What's the singular of 'scissors'?

A tricky, double-edged word origin.

One of the first things that English speakers learn about nouns is that they are singular ("a cup") and plural ("many cups"). Dogs, cats, bills, lions, scissors are the plural forms of dog, cat, bill, lion, and...nothing. In Modern English, scissors has no singular form.

2 pairs of scissors

A pair of pairs of scissors.

Scissors is an example of a plurale tantum, or an English word that only has a plural form that represents a singular object. (Plurale tantum is not a plurale tantum: its plural is pluralia tantum). Though pluralia tantum name single objects, they are grammatically plural: "the scissors are on the table," "my pants are in the dryer." The shenanigans of English are myriad.

Scissors, like many pluralia tantum, traces back to a grammatically singular word. In Vulgar Latin, caesorium referred to a cutting instrument, and this Latin word was singular—even though the cutting instrument it named had two blades that slid past each other. When the word was borrowed into Middle French, French speakers gave it both a singular form (cisoire) and a plural form (cisoires). The plural didn't refer to multiple cutting implements, however; it was modeled on the two blades of a single caesorium.

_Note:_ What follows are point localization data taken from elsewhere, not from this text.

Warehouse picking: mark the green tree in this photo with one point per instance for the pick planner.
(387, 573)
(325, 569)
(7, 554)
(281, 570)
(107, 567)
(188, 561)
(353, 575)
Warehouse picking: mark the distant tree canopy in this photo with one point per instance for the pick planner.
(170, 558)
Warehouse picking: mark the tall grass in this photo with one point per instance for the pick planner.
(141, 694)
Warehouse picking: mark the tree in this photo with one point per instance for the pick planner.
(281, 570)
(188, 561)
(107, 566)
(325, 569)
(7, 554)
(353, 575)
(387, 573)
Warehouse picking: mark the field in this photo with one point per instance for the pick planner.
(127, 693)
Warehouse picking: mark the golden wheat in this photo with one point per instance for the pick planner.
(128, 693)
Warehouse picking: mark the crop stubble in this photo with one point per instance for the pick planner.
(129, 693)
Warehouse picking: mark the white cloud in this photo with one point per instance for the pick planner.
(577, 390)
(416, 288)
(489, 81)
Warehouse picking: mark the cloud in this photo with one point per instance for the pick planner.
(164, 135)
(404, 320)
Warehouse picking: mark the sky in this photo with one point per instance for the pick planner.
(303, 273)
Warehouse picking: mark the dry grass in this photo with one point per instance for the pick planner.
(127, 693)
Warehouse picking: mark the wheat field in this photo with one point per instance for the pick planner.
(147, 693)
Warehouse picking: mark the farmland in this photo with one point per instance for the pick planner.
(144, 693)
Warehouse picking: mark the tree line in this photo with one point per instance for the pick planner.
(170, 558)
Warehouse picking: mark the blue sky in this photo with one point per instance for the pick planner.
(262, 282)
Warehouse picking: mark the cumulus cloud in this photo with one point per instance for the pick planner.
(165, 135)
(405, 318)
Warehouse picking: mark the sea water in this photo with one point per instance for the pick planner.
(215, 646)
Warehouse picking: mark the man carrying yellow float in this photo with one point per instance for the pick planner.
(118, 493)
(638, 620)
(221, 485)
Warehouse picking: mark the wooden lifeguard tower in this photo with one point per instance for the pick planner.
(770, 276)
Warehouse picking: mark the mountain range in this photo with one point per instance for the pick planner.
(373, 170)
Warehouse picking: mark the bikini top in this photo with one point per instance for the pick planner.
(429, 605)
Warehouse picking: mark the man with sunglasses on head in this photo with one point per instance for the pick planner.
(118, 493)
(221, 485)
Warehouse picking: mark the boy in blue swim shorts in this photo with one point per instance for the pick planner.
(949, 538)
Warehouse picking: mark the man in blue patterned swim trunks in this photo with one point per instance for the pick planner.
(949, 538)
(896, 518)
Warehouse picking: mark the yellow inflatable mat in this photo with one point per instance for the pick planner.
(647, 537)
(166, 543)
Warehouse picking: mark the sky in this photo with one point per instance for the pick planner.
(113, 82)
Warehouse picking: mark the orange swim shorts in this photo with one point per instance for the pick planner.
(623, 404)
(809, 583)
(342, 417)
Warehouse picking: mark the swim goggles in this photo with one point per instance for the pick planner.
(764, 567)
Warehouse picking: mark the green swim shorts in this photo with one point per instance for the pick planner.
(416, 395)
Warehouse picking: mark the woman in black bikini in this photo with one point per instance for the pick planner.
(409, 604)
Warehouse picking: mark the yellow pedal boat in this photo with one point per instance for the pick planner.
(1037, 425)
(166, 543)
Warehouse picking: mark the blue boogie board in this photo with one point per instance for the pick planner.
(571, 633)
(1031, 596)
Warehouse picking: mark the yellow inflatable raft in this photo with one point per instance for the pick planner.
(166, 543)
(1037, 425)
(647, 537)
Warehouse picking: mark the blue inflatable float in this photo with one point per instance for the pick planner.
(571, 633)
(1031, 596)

By the time that the word scissors appeared in English in the 15th century, it was already fixed as a plural word...that nonetheless referred to one single thing. How did we distinguish between one scissors and a pile of scissors? We began calling an individual scissors a pair to emphasize the matched cutting blades. There's precedent for it. Before we called them scissors, we called them shears, and pair was used with shears for about 100 years before scissors arrived on the scene. This has become the standard denotation for any concrete noun that is a plurale tantum: a pair of glasses/pants/trousers/goggles/scissors/shears/tweezers, and so on.

The pluralia tantum for cutting implements have, as a group, also been adapted into verbs that are based on a nonexistent singular (just to be confusing). This gave us scissor (as in, "the kindergartner scissored the paper into strips"), shear ("he sheared his beard off"), and tweeze ("she tweezed her eyebrows").